Agnieszka Brzóska: Co z tą opozycją?
Opozycji zdaje się w takiej sytuacji brakować konkretnego planu działania. Chaos rozpoczął się już w czasie kampanii wyborczej, kiedy z jednej strony liderzy zachęcali do głosowania na siebie a z drugiej zakładali z góry bojkot wyborów. Przesłanie zdawało się być jasne: tylko rezultat oznaczający nasze zwycięstwo będzie prawdziwym i uczciwym wynikiem. W sumie do parlamentu dostało się 29 przedstawicieli opozycji. Większość z nich odmówiła przyjęcia mandatu i w czasie pierwszego posiedzenia parlamentu zamiast na sali obrad była wraz z protestującymi na zewnątrz, tnąc na oczach zebranych swoje parlamentarne karty. Prawdziwie spektakularny i medialny gest, tylko co dalej? Co czeka Gruzję w najbliższych miesiącach?
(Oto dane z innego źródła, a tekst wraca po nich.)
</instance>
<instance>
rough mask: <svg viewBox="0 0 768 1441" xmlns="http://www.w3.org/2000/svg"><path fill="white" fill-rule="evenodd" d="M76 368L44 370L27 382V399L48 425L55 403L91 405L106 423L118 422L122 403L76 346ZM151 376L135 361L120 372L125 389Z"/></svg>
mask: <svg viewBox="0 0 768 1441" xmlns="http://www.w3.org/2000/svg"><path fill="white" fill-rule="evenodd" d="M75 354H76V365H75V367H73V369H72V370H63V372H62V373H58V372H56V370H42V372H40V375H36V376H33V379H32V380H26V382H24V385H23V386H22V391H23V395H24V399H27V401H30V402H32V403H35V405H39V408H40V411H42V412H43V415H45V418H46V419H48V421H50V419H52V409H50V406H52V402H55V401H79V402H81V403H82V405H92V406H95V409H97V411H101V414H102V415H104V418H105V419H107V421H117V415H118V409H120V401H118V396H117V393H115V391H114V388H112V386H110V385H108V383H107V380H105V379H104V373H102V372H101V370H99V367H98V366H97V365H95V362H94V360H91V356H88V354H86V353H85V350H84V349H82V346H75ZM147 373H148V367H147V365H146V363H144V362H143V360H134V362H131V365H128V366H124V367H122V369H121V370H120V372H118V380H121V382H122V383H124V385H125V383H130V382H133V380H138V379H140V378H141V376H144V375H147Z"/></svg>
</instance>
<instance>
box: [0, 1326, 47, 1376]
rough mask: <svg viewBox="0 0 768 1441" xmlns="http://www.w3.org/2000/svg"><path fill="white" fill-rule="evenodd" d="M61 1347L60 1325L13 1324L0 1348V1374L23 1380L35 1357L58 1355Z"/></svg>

Nic. Wszystko wskazuje bowiem na pełną stabilizację sytuacji. Opinia międzynarodowa wyraziła ostateczne poparcie dla wyników wyborów parlamentarnych a społeczeństwo gruzińskie wydaje się być już pomału zmęczone. Przed parlamentem w minioną sobotę zebrało się już tylko kilkaset osób. Część z nich nadal wierzy w słuszność bojkotu, niektórzy jednak czują się być może rozczarowani zmarnowaniem swojego głosu i odrzuceniem mandatu przez liderów partii opozycyjnych. Opozycja gruzińska widać realizuje się najlepiej w sytuacji kryzysu i zagrożenia. Tym razem jednak dominujący Zjednoczony Ruch Narodowy prezydenta Saakaszwiliego nie będzie odgrywał roli wroga, nie musi, będzie za to spokojnie siedział w parlamencie i rządził krajem.